I had to dig through a few boxes to find this one, but once I realized it wasn't online anywhere (at least anywhere easily searchable), I was determined to rescue and digitize it.  The map credit at lower left reads "J. R. Odbert."  I think most of the Latin puns are taken right out of Somtow's story, but I wouldn't put it past a crafty cartographer to insert more.  As I remember, a lot of the story takes place in and around the city of Caesarea, which I think is sitting where Omaha, Nebraska ought to be.  This is not your paterfamilias' Terra Nova!

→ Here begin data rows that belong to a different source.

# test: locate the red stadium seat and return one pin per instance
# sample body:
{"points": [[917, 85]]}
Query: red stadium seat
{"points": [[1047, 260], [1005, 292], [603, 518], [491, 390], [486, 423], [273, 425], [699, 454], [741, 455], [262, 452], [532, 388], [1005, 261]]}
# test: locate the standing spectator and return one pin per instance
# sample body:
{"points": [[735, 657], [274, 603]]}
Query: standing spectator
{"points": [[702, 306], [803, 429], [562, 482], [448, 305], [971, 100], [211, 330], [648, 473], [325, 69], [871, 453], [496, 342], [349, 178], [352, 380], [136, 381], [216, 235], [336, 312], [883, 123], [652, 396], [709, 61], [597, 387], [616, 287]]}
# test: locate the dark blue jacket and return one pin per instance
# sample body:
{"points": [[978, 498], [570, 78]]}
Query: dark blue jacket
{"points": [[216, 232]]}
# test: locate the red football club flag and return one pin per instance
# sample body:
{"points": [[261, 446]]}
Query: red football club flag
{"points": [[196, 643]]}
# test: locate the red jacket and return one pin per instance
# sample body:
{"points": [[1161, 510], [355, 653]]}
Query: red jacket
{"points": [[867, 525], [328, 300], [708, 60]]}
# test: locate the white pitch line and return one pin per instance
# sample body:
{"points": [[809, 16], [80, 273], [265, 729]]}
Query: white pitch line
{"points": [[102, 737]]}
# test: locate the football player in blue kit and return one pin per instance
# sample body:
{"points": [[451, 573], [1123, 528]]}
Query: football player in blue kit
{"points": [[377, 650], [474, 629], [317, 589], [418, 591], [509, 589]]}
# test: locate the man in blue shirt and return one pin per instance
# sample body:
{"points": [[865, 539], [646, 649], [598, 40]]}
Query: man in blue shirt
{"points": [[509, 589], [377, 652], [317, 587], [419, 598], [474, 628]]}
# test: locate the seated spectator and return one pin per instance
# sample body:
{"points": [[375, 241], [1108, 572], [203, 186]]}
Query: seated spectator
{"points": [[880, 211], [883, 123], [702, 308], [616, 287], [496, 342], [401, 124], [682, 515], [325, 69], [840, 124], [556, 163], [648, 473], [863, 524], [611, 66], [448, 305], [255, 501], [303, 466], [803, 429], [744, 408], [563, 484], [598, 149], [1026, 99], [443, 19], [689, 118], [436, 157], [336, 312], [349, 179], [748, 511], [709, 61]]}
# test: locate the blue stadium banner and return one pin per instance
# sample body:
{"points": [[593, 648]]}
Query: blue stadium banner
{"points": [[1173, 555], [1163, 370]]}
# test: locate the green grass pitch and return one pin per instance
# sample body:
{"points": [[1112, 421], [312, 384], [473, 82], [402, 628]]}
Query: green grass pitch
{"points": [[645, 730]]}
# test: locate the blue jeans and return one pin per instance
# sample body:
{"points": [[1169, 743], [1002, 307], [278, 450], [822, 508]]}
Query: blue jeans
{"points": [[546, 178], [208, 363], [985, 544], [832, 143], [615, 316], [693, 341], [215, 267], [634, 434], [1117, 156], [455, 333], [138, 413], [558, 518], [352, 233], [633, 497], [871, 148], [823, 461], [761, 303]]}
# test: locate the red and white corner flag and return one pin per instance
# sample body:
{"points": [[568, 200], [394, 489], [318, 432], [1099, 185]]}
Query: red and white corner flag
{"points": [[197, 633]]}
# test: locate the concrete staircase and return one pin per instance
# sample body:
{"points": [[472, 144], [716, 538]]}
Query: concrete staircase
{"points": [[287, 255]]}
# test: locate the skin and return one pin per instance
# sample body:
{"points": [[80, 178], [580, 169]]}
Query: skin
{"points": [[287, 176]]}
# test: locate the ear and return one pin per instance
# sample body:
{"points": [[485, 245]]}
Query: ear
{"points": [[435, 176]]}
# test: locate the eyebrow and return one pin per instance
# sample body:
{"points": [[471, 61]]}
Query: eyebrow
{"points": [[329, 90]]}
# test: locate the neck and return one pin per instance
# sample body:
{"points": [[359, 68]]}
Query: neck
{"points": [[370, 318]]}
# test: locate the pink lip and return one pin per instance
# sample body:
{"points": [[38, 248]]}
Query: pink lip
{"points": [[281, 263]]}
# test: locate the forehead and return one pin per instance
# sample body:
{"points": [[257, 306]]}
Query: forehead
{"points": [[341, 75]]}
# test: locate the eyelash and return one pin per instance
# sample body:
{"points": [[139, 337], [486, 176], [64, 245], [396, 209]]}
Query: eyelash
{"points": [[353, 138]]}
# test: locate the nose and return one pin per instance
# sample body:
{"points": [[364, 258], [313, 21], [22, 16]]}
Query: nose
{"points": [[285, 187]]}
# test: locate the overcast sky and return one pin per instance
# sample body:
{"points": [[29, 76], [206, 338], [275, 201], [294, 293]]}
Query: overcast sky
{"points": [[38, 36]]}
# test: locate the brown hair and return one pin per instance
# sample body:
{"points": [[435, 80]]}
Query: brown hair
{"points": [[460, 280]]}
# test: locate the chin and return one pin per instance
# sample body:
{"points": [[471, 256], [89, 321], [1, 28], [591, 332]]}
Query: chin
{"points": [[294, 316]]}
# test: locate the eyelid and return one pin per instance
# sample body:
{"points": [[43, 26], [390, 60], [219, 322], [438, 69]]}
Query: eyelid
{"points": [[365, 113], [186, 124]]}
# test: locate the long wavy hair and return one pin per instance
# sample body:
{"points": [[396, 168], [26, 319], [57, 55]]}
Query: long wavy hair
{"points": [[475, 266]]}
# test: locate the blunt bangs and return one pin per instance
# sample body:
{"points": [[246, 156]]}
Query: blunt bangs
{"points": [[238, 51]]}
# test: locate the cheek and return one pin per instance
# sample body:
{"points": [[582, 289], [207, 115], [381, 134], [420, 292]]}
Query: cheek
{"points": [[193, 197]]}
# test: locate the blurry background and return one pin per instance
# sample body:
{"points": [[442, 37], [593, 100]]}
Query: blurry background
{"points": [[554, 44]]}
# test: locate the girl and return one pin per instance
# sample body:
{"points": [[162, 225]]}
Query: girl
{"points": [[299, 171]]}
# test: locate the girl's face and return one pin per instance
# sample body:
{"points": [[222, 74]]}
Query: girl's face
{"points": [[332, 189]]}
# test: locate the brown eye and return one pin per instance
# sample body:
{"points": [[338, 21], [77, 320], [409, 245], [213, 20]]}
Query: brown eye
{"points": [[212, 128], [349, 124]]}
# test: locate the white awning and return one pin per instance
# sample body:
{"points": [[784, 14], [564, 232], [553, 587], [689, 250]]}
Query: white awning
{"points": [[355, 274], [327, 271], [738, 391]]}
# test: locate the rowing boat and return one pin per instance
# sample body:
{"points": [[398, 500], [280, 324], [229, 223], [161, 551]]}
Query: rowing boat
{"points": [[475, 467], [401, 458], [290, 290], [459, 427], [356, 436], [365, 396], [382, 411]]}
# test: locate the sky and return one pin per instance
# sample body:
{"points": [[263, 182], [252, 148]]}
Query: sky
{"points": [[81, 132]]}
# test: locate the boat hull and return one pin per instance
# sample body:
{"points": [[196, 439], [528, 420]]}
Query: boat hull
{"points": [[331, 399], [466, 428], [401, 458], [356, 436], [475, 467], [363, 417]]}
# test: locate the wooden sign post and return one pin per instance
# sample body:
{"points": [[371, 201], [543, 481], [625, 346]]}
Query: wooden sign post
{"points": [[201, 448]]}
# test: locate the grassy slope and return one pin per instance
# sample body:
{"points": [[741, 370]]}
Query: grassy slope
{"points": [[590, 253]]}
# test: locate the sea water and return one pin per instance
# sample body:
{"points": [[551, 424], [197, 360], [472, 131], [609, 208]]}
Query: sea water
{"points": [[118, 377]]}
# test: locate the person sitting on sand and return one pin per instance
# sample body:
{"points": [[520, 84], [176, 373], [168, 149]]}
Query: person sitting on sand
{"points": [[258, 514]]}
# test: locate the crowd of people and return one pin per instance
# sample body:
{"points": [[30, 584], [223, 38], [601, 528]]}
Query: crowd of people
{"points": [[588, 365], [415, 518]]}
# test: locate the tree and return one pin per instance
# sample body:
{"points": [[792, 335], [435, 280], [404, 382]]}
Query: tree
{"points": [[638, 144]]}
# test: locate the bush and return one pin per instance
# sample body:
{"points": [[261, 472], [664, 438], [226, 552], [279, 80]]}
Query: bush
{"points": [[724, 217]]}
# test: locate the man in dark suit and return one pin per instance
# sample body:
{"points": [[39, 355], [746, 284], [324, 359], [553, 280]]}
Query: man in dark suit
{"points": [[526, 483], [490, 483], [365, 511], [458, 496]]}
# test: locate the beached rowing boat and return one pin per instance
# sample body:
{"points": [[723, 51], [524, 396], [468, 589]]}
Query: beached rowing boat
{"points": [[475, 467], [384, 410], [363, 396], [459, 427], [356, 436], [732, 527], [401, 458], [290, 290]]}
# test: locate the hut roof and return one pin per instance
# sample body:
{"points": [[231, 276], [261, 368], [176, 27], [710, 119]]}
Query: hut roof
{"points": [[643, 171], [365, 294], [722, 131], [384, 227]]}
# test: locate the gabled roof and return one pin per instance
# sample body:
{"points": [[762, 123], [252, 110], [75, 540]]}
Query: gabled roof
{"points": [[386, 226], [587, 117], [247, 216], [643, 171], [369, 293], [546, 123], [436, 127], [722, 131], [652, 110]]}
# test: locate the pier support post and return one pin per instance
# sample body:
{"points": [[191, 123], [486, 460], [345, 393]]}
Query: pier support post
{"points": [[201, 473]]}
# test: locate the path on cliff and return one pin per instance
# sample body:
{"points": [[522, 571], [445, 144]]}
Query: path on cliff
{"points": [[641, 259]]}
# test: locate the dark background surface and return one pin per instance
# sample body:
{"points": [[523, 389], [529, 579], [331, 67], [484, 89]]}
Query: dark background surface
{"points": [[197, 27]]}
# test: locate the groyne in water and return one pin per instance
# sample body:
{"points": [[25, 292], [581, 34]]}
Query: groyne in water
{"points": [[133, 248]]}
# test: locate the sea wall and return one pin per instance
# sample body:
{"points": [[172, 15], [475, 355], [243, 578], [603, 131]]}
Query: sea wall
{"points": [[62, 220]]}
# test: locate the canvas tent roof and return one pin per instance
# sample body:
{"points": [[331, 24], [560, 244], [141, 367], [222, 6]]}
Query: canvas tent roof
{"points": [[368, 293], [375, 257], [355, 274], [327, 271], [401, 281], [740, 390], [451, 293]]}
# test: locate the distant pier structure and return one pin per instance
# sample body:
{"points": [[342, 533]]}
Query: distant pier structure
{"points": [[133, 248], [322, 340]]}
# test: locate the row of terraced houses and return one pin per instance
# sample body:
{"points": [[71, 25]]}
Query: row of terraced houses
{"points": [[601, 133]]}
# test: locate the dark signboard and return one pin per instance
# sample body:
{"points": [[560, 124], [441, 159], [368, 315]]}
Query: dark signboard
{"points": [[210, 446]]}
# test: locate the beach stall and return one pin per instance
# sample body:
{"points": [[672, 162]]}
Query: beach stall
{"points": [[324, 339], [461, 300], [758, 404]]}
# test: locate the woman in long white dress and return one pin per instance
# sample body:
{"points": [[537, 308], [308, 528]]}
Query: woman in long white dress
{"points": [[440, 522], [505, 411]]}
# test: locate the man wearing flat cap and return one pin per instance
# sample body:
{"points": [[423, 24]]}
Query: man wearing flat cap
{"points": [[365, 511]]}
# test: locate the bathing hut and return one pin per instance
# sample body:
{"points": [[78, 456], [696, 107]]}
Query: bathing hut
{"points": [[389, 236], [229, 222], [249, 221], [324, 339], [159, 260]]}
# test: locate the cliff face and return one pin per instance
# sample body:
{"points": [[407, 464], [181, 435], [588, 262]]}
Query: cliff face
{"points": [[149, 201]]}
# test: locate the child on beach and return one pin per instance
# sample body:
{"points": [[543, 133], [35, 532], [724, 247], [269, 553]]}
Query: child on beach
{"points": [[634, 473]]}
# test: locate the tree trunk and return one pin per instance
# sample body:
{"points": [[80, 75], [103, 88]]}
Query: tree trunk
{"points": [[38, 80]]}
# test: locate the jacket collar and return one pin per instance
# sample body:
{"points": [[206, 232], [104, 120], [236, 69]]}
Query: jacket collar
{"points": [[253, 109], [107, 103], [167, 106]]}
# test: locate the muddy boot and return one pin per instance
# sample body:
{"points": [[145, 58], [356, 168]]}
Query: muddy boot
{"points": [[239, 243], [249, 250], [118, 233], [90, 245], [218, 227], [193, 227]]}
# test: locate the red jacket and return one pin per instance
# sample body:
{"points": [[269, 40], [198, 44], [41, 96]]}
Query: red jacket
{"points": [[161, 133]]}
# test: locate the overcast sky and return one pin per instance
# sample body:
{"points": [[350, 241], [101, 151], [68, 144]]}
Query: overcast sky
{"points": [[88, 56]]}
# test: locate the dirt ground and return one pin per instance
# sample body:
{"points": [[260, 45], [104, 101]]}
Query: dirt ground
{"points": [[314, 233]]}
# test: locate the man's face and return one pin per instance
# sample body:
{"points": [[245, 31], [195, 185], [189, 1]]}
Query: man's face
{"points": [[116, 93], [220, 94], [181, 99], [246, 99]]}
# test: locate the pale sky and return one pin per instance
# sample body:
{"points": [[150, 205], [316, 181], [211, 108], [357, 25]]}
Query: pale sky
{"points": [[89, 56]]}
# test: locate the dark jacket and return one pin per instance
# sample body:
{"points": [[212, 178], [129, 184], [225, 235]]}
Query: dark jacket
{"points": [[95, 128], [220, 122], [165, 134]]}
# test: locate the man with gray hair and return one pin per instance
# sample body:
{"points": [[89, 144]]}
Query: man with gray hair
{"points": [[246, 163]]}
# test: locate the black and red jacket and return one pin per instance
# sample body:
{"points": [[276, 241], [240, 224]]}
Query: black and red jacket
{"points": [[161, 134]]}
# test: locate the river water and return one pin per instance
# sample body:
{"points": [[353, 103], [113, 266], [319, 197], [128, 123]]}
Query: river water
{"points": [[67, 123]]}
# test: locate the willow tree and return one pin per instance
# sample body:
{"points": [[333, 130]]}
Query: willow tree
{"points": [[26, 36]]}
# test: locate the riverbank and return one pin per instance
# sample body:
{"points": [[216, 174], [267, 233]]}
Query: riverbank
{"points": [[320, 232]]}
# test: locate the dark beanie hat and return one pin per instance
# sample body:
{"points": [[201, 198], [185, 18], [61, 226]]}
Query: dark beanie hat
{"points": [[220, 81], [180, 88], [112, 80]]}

The last two maps are things I've drawn.

Several times on this blog I've waxed on about my love of David Zindell's awesome first novel Neverness and its sequels.  I even wrote a fannish Travel Guide to his intricate and uplifting constructed universe -- which I heartily recommend to anyone about to read the books for the first time.  No spoilers in there!  Much of the action takes place on the largest island on a chilly planet named Icefall.  Zindell didn't include a map of the place, but I did my best to piece together something that could help readers navigate around...

I think my MS Office art skillz have matured a bit since first making this in 2011, but it does the job.  I do need to note that the TV show Family Matters didn't exist when Zindell came up with the name of that southern-most mountain, but I wonder if he found it a minor source of embarrassment when writing the sequels...

Okay (gulp), the final map today is something I drew back in the 1980s.  When my friends and I played D&D, we took turns running the game, and we each took control of a continent on a larger world.  We blithely ignored the realities of such a setup, and each new adventure usually started with something like "As you're disembarking from the ship from Brian's continent, you see...."

Anyway, here's mine.  I did my best to enhance the image, but the original is very lightly-drawn pencil on notebook paper...

I suppose there's a symmetry between my "Ponténar" with the mythical "Poseidonis" that I talked about in the previous post.  I originally designed the coastlines by tracing over a map of the Mid-Atlantic Ridge, and imagined a whole Greek-themed Atlantis-ish empire in the southern part.  I eventually added some extra land up in the north, because my actual contour of the Mid-Atlantic Ridge just didn't have enough surface area for everything I wanted to squeeze in.

Unfortunately, I never got to tell the stories of many of the places on this map.  Invorum up north was a hidden stronghold of powerful wizards.  The unfortunate dwarfs of Felak-Gizan were enslaved by the Tachyran empire, and were soon going to get their revenge.  See that island in the bay between Tachyra and Yaxaan?  The volcano on that sucker was going to cause trouble for hundreds of miles around.

As I look at the place names in my map, I also see a litany of morphed names of people that meant a lot to me back then.  I'm not going to tell you who Meaghra, Rendin, Gyule, and Kalapis are named after, but each one gives me a lump in the throat.

Ah, well.  I think counter-factual maps like these are tempting vessels for us to pour in our weird, wild thoughts & dreams... and mix them up in ways that sometimes surprise even the mapmaker.